Once the expiration date for the front month is reached it expires and VIX
futures roll over to use the next month as front month.
The second concept is
that the prices for each month of VIX futures create a curve called the
term structure (you can see a visualization of the term structure in my
previous post here). Normally the term structure is shaped such
that VIX futures that are further out are more expensive than nearer months, a
condition known as contango.
By combining these two
concepts you can see that there is usually a premium of M1 over spot VIX since M1 is
further out in in the future than spot VIX and the term structure is
in contango.
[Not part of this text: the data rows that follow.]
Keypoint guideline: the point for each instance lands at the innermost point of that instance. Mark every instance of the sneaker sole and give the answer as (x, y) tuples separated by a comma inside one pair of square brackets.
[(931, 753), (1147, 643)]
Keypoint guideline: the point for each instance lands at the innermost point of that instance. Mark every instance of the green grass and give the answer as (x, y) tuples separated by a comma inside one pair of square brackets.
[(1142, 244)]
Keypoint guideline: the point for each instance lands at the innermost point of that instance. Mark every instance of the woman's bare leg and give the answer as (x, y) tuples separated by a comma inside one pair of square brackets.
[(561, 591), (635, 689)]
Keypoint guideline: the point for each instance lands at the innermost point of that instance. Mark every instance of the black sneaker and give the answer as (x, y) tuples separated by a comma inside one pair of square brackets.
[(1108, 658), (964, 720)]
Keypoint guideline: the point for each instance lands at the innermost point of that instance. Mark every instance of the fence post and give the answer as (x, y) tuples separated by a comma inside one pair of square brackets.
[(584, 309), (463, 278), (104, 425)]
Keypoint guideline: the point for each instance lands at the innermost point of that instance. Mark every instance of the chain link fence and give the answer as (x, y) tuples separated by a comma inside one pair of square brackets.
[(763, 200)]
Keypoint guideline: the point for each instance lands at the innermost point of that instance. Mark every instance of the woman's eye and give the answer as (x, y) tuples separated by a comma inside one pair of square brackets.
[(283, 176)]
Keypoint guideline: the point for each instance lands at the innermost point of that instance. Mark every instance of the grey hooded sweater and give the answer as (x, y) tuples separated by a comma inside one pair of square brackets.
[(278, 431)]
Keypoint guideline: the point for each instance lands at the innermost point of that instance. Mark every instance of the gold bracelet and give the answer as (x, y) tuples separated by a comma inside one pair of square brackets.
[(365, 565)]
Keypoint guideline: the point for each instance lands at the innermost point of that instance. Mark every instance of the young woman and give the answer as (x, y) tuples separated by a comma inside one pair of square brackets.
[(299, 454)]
Now since spot VIX in a constant 30-day measure of volatility and
M1 is forward implied volatility on a fixed day for the next month, the amount
of premium gradually decreases as we approach the expiration date.
The chart below provides
a 55 month view of the daily reading of the percentage of M1 above (or
below) spot VIX. Note the periods circled in red where the value go
briefly and shallowly negative followed by a spike downwards where VIX becomes
much larger than M1 as the markets sell off and traders drive up the value of
the spot VIX. This can be contrasted by the more confident periods in which spot
VIX remains below M1 for a prolonged duration indicating a more confident
market (see green "floors").
The downdrafts
identified on the charts started on the following dates:
1) 9/9/2008 (subprime crash)
2) 5/6/2010 (flash crash/Greece debt
problems)
3) 3/16/2011 (Libya skirmish)
4) 7/27/2011 (Debt ceiling crash)5) TBD
As you
can see, the market provides useful signals when sentiment is changing and is
starting to get unstable. As market sentiment changes for the worse, you
will see a gradual change in the term structure where the spot VIX rises above
front month futures, a condition defined as backwardation. There will be occasional periods of slight backwardation before a more pronounced
upward move in the spot VIX which is typically accompanied by a marked downturn
in the market (S&P 500).
These
movements are not just a coincidence -- it explains investor sentiment. When
the general market is doing well, investors tend to get complacent and expect
that it will continue to do well. They continue to add to long positions
(often with leverage) and do not have much interest in buying and holding
options for protection. However these brief dips into backwardation suggest
that options are underpriced and rise after a series of events remind investors
of broad market risk. They start buying protective puts -- initially in
smaller quantities and holding only briefly, followed eventually by broad
buying of protection driving up both spot VIX and VIX futures as market
risk materializes.
For VIX
traders out there this means that there is an increased risk with long XIV
positions and extra caution is warranted in the coming month(s).